ETS & Ecodesign – Anything in Common? Assessment of the interactions between the EU Emission Trading Scheme and the Ecodesign Directive

University essay from Lunds universitet/Internationella miljöinstitutet

Abstract: In the EU, climate policy-making takes place in a complex environment, where multiple climate and energy policy instruments co-exist and interact together. Interactions between different climate and energy instruments can affect - positively or negatively - the achievement of the climate targets. However, the performance of instruments is often evaluated without taking into account those interactions and, therefore, the interactions are often overlooked. The review of the academic literature suggests that the strong focus has been devoted to the interactions between the EU Emission Trading Scheme (ETS), the EU’s flagship climate policy, and different renewable energy support scheme. The lesser focus in the literature has been dedicated to understanding the interactions between the ETS and various energy efficiency measures. According to the European Commission, one of the most effective instruments to promote energy efficiency is the Ecodesign Directive that sets Minimum Energy Performance Standards (MEPS) for energy-related products. Thus, this research aims to understand how the Ecodesign Directive interacts with the EU ETS and how the synergies between the instruments can be enhanced and overlaps can be mitigated. The research examines the interaction between the two instruments at the policy instrument level, employing a qualitative evaluation approach. The context in which both instruments operate as well as stakeholders’ perspectives towards interactions are examined, as they can determine whether interactions are positive or negative.
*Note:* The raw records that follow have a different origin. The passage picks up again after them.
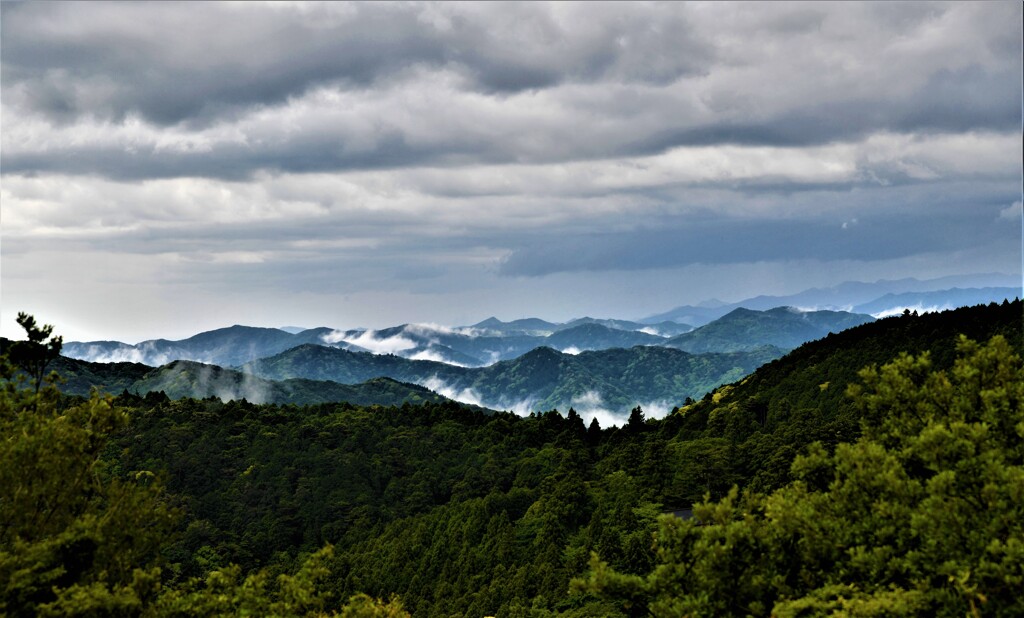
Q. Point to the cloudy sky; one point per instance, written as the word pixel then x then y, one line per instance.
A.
pixel 171 168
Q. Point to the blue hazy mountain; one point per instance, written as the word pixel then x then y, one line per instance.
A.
pixel 850 296
pixel 782 326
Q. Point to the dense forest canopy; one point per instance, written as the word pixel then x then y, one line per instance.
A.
pixel 901 493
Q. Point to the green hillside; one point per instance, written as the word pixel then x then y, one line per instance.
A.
pixel 459 513
pixel 544 379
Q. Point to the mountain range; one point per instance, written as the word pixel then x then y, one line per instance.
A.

The research highlights that both instruments lead to a reduction of GHG emissions in the energy sector, and if the reduction of the emissions achieved by the Ecodesign Directive (and other energy efficiency measures) is not anticipated in the cap of the ETS, it will have a negative impact on the price of the allowances. The policy implications to reduce the potential negative impact on the price of allowances are further presented in the research, including the need to adjust the cap level, the potential use of Market Stability Reserve and the need for transparency.